After what felt like an eternity of tense, step-by-step advance, a faint, grey light appeared ahead. Not the greenish glow of fungi, but the real, filtered light of the shrouded sky.

"Exit in sight!" Kaelen called back.

"Form up!" Marcus commanded. "Lia, Kaelen, secure the mouth. Wide perimeter. Rhys, get ready. The second we have it clear, you go."

They burst from the tunnel mouth into a narrow, rocky gully. The fortress wall loomed in the distance, a grey smudge across a barren, snow-dusted field. The sally port was a dark slit in its base. Five hundred yards. It might as well have been five hundred miles.

The gully provided some cover, but it was a trap waiting to spring. Already, dark shapes moved at the tree line a hundred yards away, drawn by the commotion or the lingering scent of the King's death.

"Exit secure for now!" Lia yelled, dropping to a knee behind a boulder, Winter's Howl already deployed on its bipod, pointing towards the gathering shadows.

"Go, Rhys! Now!" Marcus barked.

Rhys didn't hesitate. "ADMIN B! MAPS! INITIATE TELEPORTATION TO THE CASTLE!"

[ADMIN B: MARK LOCATION CONFIRMED! INITIATING TELEPORTATION CIRCLE IN 5 SECONDS. BRACE FOR MOTION, RHYS.]

…5….4….3….2…1…

"Don't die before I get back," he muttered, and the world around him shattered into blue cubes.

He was gone.

In the castle courtyard, standing amidst worried soldiers and a tense Gareth under the fresh morning, Rhys Javier materialized in a flash of silent, blue light, his helmet and shades clutched in one hand.

Everyone jumped, hands flying to weapons. Gareth's eyes widened. "Lord Rhys! Thank the Sun! Where are the oth---"

"No time," Rhys cut him off, his voice sharp with the urgency of the field. "Listen carefully. My siblings and Tomas are half a klick out, in the gully by the old mining tunnel. They have… refugees. Non-hostile. They are making for the sally port right now."

Cris, who had run up, gasped. "Refugees? In the Void?"

"Open the sally port," Rhys commanded, ignoring the question. "Fully. Now. Get every archer you have on the wall above it. Covering fire. They will be coming in hot, with pursuit. Do you understand?"

Gareth, to his credit, didn't question. The order was insane, but the man who gave it had just teleported and had the eyes of someone who'd been fighting in hell. "Yes, my lord! Men! To the winches! Archers to the west battlement!"

As the courtyard exploded into activity, a smooth, unfamiliar voice cut through the chaos.

"Lord Rhys. What a… dramatic entrance."

Rhys turned. Two men stood nearby, their clothes fine but travel-worn, their expressions a mix of shock and deep, calculating curiosity. He didn't recognize them.

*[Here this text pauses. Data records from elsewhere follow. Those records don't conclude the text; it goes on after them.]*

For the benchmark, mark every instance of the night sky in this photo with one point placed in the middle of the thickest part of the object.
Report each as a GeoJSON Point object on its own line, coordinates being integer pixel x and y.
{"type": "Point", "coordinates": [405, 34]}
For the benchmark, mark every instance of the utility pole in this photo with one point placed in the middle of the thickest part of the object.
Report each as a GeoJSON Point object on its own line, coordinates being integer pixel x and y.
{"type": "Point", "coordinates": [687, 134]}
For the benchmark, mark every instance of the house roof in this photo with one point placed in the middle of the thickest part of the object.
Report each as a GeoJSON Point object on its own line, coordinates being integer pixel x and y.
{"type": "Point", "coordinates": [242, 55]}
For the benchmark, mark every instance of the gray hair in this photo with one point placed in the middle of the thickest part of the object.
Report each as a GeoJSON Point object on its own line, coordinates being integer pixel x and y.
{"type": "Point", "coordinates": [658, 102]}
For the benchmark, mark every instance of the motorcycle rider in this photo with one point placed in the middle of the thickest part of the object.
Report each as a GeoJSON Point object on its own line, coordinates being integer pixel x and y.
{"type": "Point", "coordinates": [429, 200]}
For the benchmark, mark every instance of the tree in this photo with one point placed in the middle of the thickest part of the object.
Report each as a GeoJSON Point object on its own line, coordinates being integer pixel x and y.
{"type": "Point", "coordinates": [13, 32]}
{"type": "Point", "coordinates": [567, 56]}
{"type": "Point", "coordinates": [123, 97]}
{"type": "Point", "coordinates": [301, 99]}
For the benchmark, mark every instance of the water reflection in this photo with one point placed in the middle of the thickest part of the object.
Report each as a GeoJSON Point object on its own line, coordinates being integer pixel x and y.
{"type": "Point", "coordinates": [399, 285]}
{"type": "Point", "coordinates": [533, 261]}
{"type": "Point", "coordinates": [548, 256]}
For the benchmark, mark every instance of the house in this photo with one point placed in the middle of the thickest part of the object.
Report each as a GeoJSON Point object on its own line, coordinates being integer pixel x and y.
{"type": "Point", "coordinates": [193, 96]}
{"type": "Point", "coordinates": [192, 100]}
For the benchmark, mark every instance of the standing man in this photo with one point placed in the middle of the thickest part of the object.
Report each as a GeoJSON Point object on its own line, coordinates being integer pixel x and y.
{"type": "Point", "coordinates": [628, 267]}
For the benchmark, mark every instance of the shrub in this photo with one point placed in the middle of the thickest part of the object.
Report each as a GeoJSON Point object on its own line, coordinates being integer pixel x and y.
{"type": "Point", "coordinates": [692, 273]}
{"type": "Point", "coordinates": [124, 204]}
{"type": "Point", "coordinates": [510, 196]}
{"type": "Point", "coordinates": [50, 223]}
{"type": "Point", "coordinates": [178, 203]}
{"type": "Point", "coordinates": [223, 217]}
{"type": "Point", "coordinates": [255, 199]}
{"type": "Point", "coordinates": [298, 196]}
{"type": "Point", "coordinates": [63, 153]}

"Who the fuck are you?" Rhys asked, his patience at zero.

The younger one smiled, a thin, diplomatic thing. "Deitre Wykenight. This is Jill Teleston. We're envoys from my brother, Duke Alistair. We brought the Duchess's dowry." He gestured to the stacked supply wagons. "But it seems she's… busy."

Wykenight. The name hit Rhys like a physical blow. His face, already grimy and hard, went utterly cold. Every instinct screamed. But the mission came first.

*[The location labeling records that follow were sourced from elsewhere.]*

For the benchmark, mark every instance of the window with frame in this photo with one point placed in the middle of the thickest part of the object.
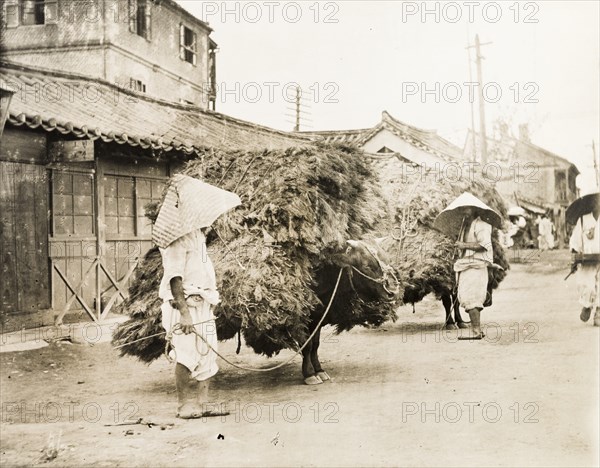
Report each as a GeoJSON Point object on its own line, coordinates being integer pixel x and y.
{"type": "Point", "coordinates": [125, 199]}
{"type": "Point", "coordinates": [139, 18]}
{"type": "Point", "coordinates": [119, 205]}
{"type": "Point", "coordinates": [72, 204]}
{"type": "Point", "coordinates": [187, 44]}
{"type": "Point", "coordinates": [137, 85]}
{"type": "Point", "coordinates": [30, 12]}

"Listen, fuck o---" Rhys was cut off when the warning bell atop the watchtower shattered the morning with a deep, urgent BONG… BONG… BONG…

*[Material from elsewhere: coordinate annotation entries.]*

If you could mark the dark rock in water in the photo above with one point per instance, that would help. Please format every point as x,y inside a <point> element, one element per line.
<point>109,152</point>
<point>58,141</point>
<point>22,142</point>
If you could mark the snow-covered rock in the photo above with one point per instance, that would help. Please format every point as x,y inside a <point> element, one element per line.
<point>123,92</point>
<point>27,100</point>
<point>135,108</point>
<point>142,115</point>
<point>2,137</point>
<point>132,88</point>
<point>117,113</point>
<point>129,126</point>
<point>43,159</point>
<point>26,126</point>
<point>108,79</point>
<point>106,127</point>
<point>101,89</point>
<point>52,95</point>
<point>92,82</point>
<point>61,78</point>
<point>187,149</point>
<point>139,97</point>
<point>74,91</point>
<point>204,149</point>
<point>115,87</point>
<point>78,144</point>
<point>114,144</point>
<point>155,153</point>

His head snapped toward the sound, as did Jill and Deitre's, their faces paling.

"LEVEL C! STONE MUD CRAWLERS! LEVEL B ACID-SPITTING FROGS! LEVEL D NON-MUTATED PIG HORNS! SHIT, THERE'S A LOT COMING! PROTECT THE WEST GATE!!!" a soldier screamed from the battlement.

"FUCK! FUCK! HEY, ANSWER ME, MARCUS! WHAT THE FUCK HAPPENED?!" Rhys yelled, running for the battlement stairs, trying to connect via the Party Link. The green holographic interface shimmered uselessly in the corner of his vision—silent.